Later that day, I got on the elevator with a client who was on his way to 'Day Sleep'. "How are you doing today?" I asked him cheerfully.
"Okay," he said, his shoulders hunched, his head looking at the floor. "I've got a toothache, a wicked cold and these bugs that keep itching me."
I backed away wondering how far the bugs can leap. "Sorry to hear that," I said. "Do you have anything for the pain?"
"Oh yeah. They gave me some Tylenol and cream for the itching. It seems to be helping." He looked at me standing in the corner of the elevator. "It's okay. The bugs are gone." He paused and chuckled. "I think."
"That's a relief. While I'd love to share in your abundance, bugs are not high on my priority list." I laughed as the elevator stopped at his floor. "Hope you get a good rest."

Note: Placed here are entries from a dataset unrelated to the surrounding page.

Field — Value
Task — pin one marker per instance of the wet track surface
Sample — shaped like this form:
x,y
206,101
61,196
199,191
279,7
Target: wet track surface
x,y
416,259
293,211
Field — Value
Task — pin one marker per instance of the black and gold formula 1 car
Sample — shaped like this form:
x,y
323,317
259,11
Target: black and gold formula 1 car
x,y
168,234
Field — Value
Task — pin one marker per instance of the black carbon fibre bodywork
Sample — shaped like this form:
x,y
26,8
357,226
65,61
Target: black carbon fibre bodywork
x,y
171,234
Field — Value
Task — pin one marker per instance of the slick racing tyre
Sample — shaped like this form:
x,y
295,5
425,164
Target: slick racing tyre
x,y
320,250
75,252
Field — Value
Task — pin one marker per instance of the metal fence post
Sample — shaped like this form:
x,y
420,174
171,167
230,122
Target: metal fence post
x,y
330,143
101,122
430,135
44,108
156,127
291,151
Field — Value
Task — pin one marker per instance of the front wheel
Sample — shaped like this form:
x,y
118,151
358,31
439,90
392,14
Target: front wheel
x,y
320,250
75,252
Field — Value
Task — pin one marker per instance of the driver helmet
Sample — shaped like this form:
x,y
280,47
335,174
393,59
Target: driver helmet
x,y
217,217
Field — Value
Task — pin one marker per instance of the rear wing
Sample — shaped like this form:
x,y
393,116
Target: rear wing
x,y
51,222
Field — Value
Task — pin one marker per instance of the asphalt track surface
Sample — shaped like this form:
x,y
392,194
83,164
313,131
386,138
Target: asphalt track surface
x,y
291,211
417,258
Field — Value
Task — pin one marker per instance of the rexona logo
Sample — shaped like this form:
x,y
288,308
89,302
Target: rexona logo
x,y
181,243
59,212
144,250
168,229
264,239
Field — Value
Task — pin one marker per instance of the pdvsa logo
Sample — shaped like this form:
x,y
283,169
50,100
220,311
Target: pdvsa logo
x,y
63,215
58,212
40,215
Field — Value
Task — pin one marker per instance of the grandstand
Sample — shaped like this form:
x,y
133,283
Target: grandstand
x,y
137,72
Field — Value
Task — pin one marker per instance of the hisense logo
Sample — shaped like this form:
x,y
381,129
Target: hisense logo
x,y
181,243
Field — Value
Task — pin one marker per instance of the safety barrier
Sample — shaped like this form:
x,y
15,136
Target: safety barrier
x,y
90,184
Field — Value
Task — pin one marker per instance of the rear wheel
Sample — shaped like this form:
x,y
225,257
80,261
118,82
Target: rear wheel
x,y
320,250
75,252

He laughed back and waved as he got off the elevator. "Thanks for making me smile."
On Friday night at Choices, D., a client who was taking one of the weekend programs, put his brand new running shoes outside his bedroom door. He has a 'thing' about foot odour and didn't want to burden his roommate with his. In the morning, when he went to retrieve his shoes, they were missing. Someone had filled them with water and kicked them down the hallway to the stairwell.
Both D., and the man on the elevator expect little that is positive from the universe. They don't expect good tidings, good things. They don't go looking for abundance. Mostly, they expect the universe to deliver what they've already got. Scarcity.
And, in their lack of expectation, what they do receive often makes them suspicious. Filled with apprehension that the 'gods' will deliver one more blow, they protect themselves from further abuse by contracting into themselves whenever they can. D. realized that the missing shoes were not a personal attack against him. Most likely they were initiated through kids playing a 'prank'.
What the game players didn't realize is the impact of what they were doing. They expected to have fun. They didn't look at the cost their fun would have on the person who was the recipient. For D., struggling to put the pieces of his broken life back together, those missing shoes were just another blow in a world of disappointment.
For all our clients, life often falls heavy on their shoulders. They get kicked when they are down. They get beat up when they are broken.
It isn't that the universe sets out to disappoint them. The universe doesn't care. It simply 'is'. Their state of being, however, sets them up for more of what they've already got. In their disappointed state, they do not hold a half empty nor half full cup. There is no cup in their hands. They stand, head bowed, shoulders hunched, waiting for the next blow because within them is the state of being that dictates, "This is all I'm worth. This is all I'll ever get."
How do we change our state of being? Like all changes of state, it's the baby steps taken one after the other that lead us away from where we're at. For those suffering the depravity of homelessness, simply holding out a thimble would be a good start. Sharing a smile and a laugh is a good beginning.
The question is: What are your expectations? Are your hands open to abundance or clenched in defeat?